The rental market was really the driving force behind the expansion. Guests and homeowners from towns and cities that offered comprehensive recycling programs—who were already used to recycling their goods—wanted to have the same opportunity while on vacation.
More and more homeowners decided to “opt-in,” and within two years, Hatteras Recycle was servicing all of Midgett Realty’s homes, island-wide, and was regularly getting requests from other property management companies.
And it wasn’t just out-of-town homeowners. Between the increased visibility of the company’s recycling bins outside rental homes and Phillips’s attempt to provide free recycling services at all the island’s major community events, local residents and homeowners had started requesting the service as well.
By the end of 2009, Hatteras Recycle was servicing more than 700 homes, all over the island, with new requests coming in so fast that the company literally couldn’t keep up.
Phillips added more trucks and more employees to keep up with the increase in demand, but aside from that, much of Hatteras Recycle remained the same. Phillips still ran the business from his home, he still used flat-bed trucks for collection, and the material collected was still hauled off by the county.
“We’ve just been coasting along these past three years,” Phillips said, “just managing with what we have.”
But that’s all about to change.
This year, Hatteras Recycle was awarded a contract to service all of Hatteras Realty’s rental properties—all 560 of them. On top of that, he’s going to start collecting recycling from restaurants, which are required to recycle by state law, and he’s expanding his business to include condo units and some additional private residences.
In order to accommodate the new demands, Hatteras Recycle is getting a facelift.
“[We’re] incurring $200,000 worth of infrastructure costs to retrofit the next phase of growth,” Phillips said.
Those new developments include the purchase of 1,100 new bins and 550 new roll carts, the construction a large warehouse facility in Salvo that will serve as both a depot for collected material and the new headquarters for the business, and a new compacting truck—which will essentially be able to do the work of two or three regular trucks.

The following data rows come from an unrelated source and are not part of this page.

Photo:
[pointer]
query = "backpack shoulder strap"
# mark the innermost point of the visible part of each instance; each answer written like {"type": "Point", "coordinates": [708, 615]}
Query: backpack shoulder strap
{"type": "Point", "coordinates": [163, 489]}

“It’s a different type of recycling when you’re dealing with large rental homes,” he said. “One of our challenges has been dealing with that kind of volume.”
Phillips estimates that the additional contracts will increase the company’s weekly tonnage by about 35 to 40 per cent, which means that, in addition to finding new ways to collect that much material, he will have to find new ways to get rid of it.
“We will continue to work with Dare County, but we can’t give them everything we’re collecting,” he said. “There’s no county infrastructure to deal with the tonnage we’ve got.”
Phillips said they would likely end up storing much of the recycling at the warehouse facility and working directly with a materials processor to come and pick it up.
Another change Phillips would like to implement is an expanded season. Currently, Hatteras Recycle operates more or less in sync with the peak tourist season, running on a six-month schedule with service from May 1 to Oct 30. Phillips said that by 2014, he would like to get closer to an eight-month season, extending service from Easter through Thanksgiving.
And though the bulk of Hatteras Recycle’s revenue (and recyclables) come from rental houses, their services are available to island residents. In fact, the large realty company contracts mean that Phillips is able to work with locals directly, offering recycling pick-up for a nominal fee and on a flexible schedule.
And when it comes to his business, that’s one of Phillips’s biggest points of pride—that, and the fact that he is able to employ 12 Hatteras Island residents and pay them a good wage.
And in the end, it’s nice to know that, even if we can’t save the world from the inevitability/threat/hoax of global warming, we can at least preserve our local environment and bolster our local economy—just by putting some of our garbage in a different can.